EDPB Recommendation 1/2022 – Binding Corporate Rules
By Mugurel Olariu, RPD protectie date.
In the meeting of 14.11.2022, the European for Data Protection Board (hereafter EDPB) adopted for public consultation – until 10.01.2023, Recommendations 1/2022 on the Application for Approval and on the elements and principles to be found in Controller Binding Corporate Rules (Art. 47 GDPR).
The GDPR expressly provides for the use of Binding Corporate Rules (hereinafter referred to as BCR) by a group of enterprises or a group of enterprises engaged in a common economic activity (hereinafter referred to as the Group) for transfers of personal data within the meaning of Article 44 GDPR.
On 6 February 2018, the Article 29 Working Party (hereafter WP29) adopted a table of elements and principles found in the BCR to reflect the requirements related to the BCR (hereafter WP256 rev.01). EDPB approved WP256 rev.01 on 25 May 2018. These recommendations also repeal and replace WP256 rev.01, while essentially building on it.
On 11 April 2018, the Working Party on Article 29 (hereinafter referred to as WP29) adopted Recommendations on the standard request for approval of binding corporate rules for the transfer of personal data (hereinafter referred to as: WP264). The EDPB approved WP256 rev.01 on 25 May 2018. These recommendations repeal and replace WP264, while essentially building on it.
These recommendations are intended to:
√ Provide a standard form for the BCR approval request for controller (hereinafter BCR-C);
√ Clarify the necessary content of the BCR-C, as mentioned in article 47 GDPR;
√ Distinguish between what must be included in the BCR-C and what must be presented to the BCR Lead Supervisory Authority (hereafter BCR Lead) in the BCR application; and
√ Provides explanations and comments on requirements.

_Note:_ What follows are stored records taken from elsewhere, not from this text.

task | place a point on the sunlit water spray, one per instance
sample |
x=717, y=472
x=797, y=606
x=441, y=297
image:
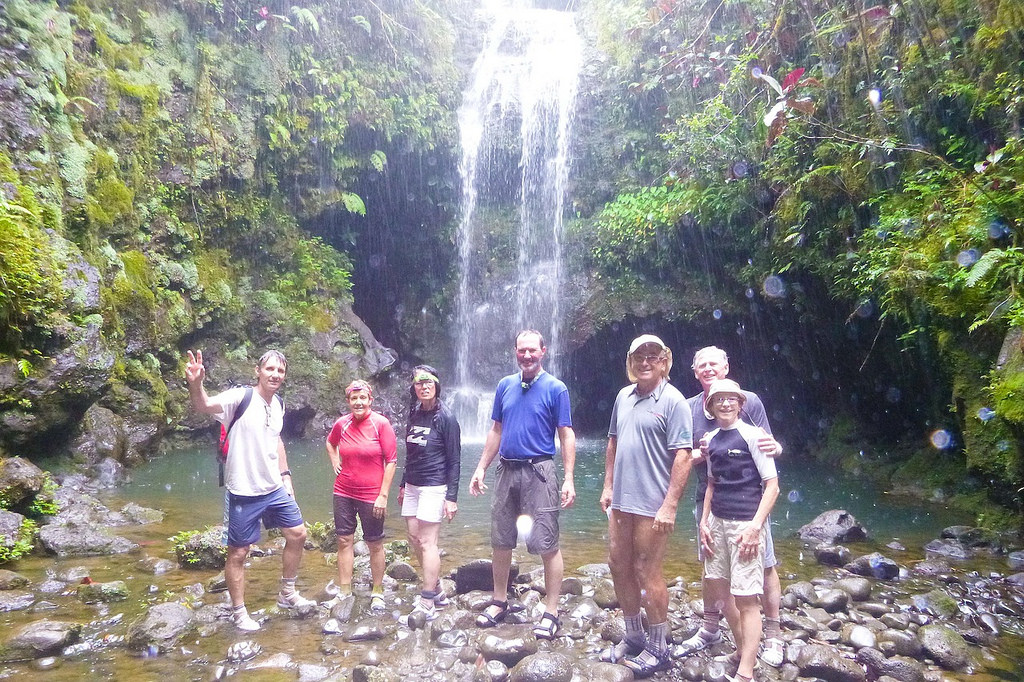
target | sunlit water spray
x=515, y=124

BCR-C are suitable for framing transfers of personal data from operators who are subject to the geographical scope of the GDPR under Article 3 GDPR to other controllers or to processors (established outside the EEA) within the same group, while the BCR for Processors (hereinafter referred to as BCR-P) applies to data received from a controller who is not a member of the Group and which is then processed by the relevant Group members as data processors and/or sub-processors.
Therefore, the obligations set out in the BCR-C apply in respect of entities within the same Group acting as operators and entities acting as internal processors.

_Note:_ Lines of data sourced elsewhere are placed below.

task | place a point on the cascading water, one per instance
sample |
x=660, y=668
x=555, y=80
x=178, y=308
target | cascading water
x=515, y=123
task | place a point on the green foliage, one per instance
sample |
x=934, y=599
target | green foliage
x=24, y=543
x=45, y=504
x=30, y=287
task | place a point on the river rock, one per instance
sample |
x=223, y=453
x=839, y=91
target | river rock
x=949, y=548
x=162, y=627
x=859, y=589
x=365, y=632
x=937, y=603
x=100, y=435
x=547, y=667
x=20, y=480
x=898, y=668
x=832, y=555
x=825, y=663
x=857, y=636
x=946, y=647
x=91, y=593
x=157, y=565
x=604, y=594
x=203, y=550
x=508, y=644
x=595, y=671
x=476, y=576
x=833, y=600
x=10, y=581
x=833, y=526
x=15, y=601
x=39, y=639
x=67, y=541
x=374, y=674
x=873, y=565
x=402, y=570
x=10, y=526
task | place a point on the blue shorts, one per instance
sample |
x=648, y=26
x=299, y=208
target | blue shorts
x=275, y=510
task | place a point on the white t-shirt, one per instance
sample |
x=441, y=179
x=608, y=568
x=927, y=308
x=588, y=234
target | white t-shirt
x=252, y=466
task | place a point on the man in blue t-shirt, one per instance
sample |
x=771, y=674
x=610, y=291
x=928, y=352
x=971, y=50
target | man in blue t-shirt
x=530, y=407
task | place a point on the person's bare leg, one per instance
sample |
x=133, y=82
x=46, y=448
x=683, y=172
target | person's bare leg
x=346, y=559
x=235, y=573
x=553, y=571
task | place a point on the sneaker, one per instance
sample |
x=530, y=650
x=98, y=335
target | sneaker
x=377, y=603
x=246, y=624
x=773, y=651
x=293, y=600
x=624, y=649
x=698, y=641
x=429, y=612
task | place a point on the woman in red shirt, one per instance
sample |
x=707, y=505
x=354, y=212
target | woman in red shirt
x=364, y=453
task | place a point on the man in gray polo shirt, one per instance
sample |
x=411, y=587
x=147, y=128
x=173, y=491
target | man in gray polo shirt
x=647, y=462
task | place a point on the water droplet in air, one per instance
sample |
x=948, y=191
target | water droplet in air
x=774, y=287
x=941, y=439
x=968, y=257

As for this very last case, it is worth recalling that, in addition to the BCR-C, a contract or other legal act under Union or Member State law, binding on the processor with regard to the controller and which comprises all requirements as set out in Article 28(3) GDPR, must be signed by each controller acting as data exporter with all internal processors. Indeed, the obligations set forth in BCR-C apply to entities of the Group receiving personal data as (‘internal’) processors to the extent that this does not lead to a contradiction with the contract or other legal act entered into under Article 28(3) GDPR (i.e., the processors members of the Group processing on behalf of controllers members of the Group should primarily abide by this contract).

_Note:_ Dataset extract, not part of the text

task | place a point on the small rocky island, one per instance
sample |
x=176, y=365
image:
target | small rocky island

EU data protection legislation applicable to Group members must be complied with and cannot be overridden by the BCR-C, unless the BCR’s main BCR (hereafter referred to as the BCR-C) voluntarily provides a higher level of protection.
In accordance with Article 46(2)(b) GDPR, the BCR represents adequate safeguards for transfers of personal data to third countries. The BCRs create enforceable rights and establish commitments to create, for personal data transferred under the BCRs, a level of protection essentially equivalent to that provided by the GDPR.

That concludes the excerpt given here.